Circular windows of a wide variety of transmissive materials are used in numerous optical applications. The optical faces of these windows are parallel to each other. The “parallelism” specification listed is a maximum angular deviation between the two surfaces. In other words, a window listed with a parallelism of minutes will have an angular deviation between the two optical surfaces of 3 arc minutes or less.

Plano Mirrors

Plano Mirrors are total reflectors used in laser cavities and in beam steering and path-folding applications. A plane mirror has one flat, highly polished surface which is coated either with a broadband coating such as chromium-gold, protected silver or protected aluminum (aluminum with a silicon monoxide overcoat) or with a silver dielectric multi-layer coating enhanced at some wavelength. The second side of a plano mirror is fine ground.

Plano Concave Mirrors

Plano Concave mirrors are used as total reflectors in laser cavities and in a variety of other precision optical applications. Standard substrates are single crystal silicon (highest thermal conductivity), and Pyrex (low co-efficient of thermal expansion).

Brewster Angle Window

A window positioned at Brewster’s angle with respect to incoming radiation does not reflect radiation polarized parallel to the plane of incidence (p-polarized) but it will reflect come of the s-polarized radiation. The reflected radiation is entirely s-polarized (polarized perpendicular to the plane of incidence).

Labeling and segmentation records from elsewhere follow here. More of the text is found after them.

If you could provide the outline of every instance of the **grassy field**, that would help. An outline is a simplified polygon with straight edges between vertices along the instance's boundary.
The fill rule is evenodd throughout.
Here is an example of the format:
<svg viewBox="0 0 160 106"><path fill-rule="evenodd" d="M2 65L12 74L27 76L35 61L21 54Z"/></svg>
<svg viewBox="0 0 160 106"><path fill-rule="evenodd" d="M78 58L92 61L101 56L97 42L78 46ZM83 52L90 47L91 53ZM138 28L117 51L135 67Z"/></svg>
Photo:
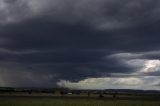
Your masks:
<svg viewBox="0 0 160 106"><path fill-rule="evenodd" d="M0 106L160 106L154 100L112 100L51 97L0 97Z"/></svg>

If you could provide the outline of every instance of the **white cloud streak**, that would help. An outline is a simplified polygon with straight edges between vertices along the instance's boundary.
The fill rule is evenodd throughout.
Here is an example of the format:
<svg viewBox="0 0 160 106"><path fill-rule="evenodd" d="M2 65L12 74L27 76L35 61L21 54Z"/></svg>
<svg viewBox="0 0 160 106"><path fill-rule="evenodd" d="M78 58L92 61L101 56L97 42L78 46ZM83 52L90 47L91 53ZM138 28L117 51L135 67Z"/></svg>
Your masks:
<svg viewBox="0 0 160 106"><path fill-rule="evenodd" d="M97 29L116 29L159 17L158 4L152 0L1 0L0 23L45 17L69 24L83 22Z"/></svg>

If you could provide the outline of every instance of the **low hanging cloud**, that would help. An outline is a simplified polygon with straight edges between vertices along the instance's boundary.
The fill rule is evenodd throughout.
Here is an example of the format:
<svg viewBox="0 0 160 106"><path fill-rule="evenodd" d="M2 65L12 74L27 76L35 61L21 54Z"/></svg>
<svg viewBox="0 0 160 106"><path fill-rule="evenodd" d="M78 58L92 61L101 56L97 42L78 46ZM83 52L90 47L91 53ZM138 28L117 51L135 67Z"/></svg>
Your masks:
<svg viewBox="0 0 160 106"><path fill-rule="evenodd" d="M79 82L61 80L60 87L70 89L144 89L160 90L159 77L87 78Z"/></svg>
<svg viewBox="0 0 160 106"><path fill-rule="evenodd" d="M108 58L116 59L124 66L133 68L137 75L150 75L151 73L160 75L160 59L154 59L154 57L159 56L159 52L117 53L108 56Z"/></svg>

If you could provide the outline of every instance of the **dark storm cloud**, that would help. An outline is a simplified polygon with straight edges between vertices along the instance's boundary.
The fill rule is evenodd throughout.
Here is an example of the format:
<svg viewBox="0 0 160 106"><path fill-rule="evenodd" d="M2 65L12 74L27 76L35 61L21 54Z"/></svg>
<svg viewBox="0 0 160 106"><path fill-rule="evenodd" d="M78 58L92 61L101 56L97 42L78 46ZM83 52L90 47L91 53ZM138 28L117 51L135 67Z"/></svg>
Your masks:
<svg viewBox="0 0 160 106"><path fill-rule="evenodd" d="M55 85L59 79L129 76L135 67L119 63L122 57L108 56L130 52L129 60L159 60L158 53L146 54L159 50L159 4L158 0L1 0L0 61L5 77L0 82L11 85L15 79L12 86L24 86L30 80L28 86L42 86L41 78ZM143 63L152 63L148 60Z"/></svg>

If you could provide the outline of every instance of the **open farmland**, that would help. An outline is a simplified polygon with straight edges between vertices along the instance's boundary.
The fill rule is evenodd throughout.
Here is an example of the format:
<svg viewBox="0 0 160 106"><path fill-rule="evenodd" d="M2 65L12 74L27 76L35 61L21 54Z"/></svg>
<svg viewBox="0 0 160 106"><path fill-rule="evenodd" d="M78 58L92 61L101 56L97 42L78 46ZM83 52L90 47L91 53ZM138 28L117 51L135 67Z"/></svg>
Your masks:
<svg viewBox="0 0 160 106"><path fill-rule="evenodd" d="M110 96L99 98L98 95L3 95L0 106L160 106L159 98Z"/></svg>

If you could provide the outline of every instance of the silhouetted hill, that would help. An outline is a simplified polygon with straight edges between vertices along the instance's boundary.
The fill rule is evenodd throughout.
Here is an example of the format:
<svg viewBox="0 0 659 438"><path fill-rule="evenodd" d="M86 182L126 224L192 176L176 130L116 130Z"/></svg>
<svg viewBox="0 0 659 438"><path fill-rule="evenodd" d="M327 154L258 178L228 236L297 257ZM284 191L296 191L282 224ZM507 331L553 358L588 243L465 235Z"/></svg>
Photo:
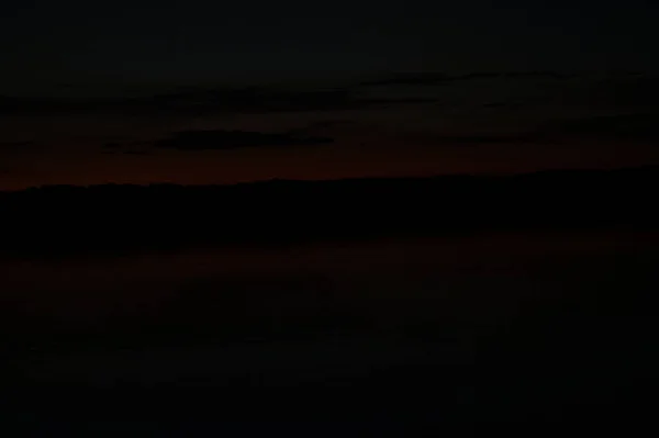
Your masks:
<svg viewBox="0 0 659 438"><path fill-rule="evenodd" d="M656 227L659 167L0 192L4 255L293 244L521 228Z"/></svg>

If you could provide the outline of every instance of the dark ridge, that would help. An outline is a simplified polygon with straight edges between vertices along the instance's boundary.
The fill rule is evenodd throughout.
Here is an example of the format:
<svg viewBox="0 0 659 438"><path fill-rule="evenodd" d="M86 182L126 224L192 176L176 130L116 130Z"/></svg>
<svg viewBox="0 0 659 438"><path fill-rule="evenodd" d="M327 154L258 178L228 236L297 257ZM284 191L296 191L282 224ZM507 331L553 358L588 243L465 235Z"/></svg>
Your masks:
<svg viewBox="0 0 659 438"><path fill-rule="evenodd" d="M0 255L289 245L526 228L655 228L659 166L0 192Z"/></svg>

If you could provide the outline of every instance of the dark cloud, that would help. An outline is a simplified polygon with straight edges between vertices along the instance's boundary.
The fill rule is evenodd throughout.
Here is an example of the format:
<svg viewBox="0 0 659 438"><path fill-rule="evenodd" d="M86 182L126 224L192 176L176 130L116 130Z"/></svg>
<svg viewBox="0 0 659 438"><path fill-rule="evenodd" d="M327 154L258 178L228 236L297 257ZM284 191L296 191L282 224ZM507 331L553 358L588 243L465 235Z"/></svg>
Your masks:
<svg viewBox="0 0 659 438"><path fill-rule="evenodd" d="M443 72L407 72L398 74L388 78L375 79L360 82L360 86L437 86L456 81L509 78L509 79L530 79L549 78L567 79L574 77L572 74L561 74L558 71L511 71L511 72L489 72L476 71L466 75L447 75Z"/></svg>
<svg viewBox="0 0 659 438"><path fill-rule="evenodd" d="M659 114L602 115L548 123L538 134L551 138L659 141Z"/></svg>
<svg viewBox="0 0 659 438"><path fill-rule="evenodd" d="M435 133L407 134L406 141L421 142L433 146L489 146L538 143L543 136L536 133L499 135L444 135Z"/></svg>
<svg viewBox="0 0 659 438"><path fill-rule="evenodd" d="M23 148L31 147L34 145L35 145L34 142L0 142L0 150L23 149Z"/></svg>
<svg viewBox="0 0 659 438"><path fill-rule="evenodd" d="M330 137L302 137L293 133L249 131L181 131L154 143L155 147L179 150L225 150L245 147L305 146L332 143Z"/></svg>

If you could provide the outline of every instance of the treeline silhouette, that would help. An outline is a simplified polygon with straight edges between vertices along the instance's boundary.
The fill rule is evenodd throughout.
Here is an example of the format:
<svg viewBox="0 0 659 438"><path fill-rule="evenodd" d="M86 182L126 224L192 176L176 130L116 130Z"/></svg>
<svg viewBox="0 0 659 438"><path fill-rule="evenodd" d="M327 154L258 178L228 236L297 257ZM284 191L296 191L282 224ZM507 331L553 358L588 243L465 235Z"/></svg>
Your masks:
<svg viewBox="0 0 659 438"><path fill-rule="evenodd" d="M4 256L659 224L659 166L0 192Z"/></svg>

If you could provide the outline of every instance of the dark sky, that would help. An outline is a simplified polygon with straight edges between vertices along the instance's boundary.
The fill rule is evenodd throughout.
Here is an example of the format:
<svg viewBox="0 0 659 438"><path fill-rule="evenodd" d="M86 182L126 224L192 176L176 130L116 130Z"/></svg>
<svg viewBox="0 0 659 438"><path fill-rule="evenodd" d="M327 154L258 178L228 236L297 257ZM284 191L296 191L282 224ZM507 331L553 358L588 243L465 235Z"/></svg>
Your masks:
<svg viewBox="0 0 659 438"><path fill-rule="evenodd" d="M654 3L4 2L0 188L654 161Z"/></svg>
<svg viewBox="0 0 659 438"><path fill-rule="evenodd" d="M2 88L657 67L651 1L4 3Z"/></svg>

Brewster angle windows are used in laser cavities to produce polarized output. The output is polarized in the plane formed by the cavity axis and the direction normal to the window. The window is used uncoated which increases its life in contact with a laser medium discharge.

These windows are also used as polarizers either in reflection or transmission. In refection, some of the useful energy is lost but output is 100% polarized by one surface. In transmission, 100% of the energy in the desired polarization is retained (neglecting absorption of the material) but a series of window surfaces are needed to produce a highly polarized output.

Wedged Windows

Wedge windows offer a simple solution to some common problems encountered in certain applications with plane parallel windows. Rather than specify a parallelism value as a maximum angular deviation between the two surfaces of the window, wedged windows specify both a maximum and a minimum value for wedge angle. In addition, the nominal angular values are larger, because the purpose of these windows is to deliberately provide a noticeable angular deviation between the first and second surfaces of the window. In applications where fringing between parallel surfaces or coaxial reflections from the first and second surfaces are a problem, wedged windows offer a simple solution. They are also useful in transmission as wedge prisms.

Plano Partial Reflectors

Partial Reflectors are used in numerous laser and other optical applications in the UV, VIS, and IR regions of the spectrum. Partial reflectors utilize one surface is most often coated to produce the desired performance but may be uncoated. In this case the reflectivity is determined by the substrate index of refraction. The other surface is always anti-reflection coated for high index materials (ZnSe, Ge, ZnS) and is often AR coated even for low index materials (Fused Silica, CaF2).

A partial reflector (or output coupler) becomes a beamsplitter when used in non-normal incidence.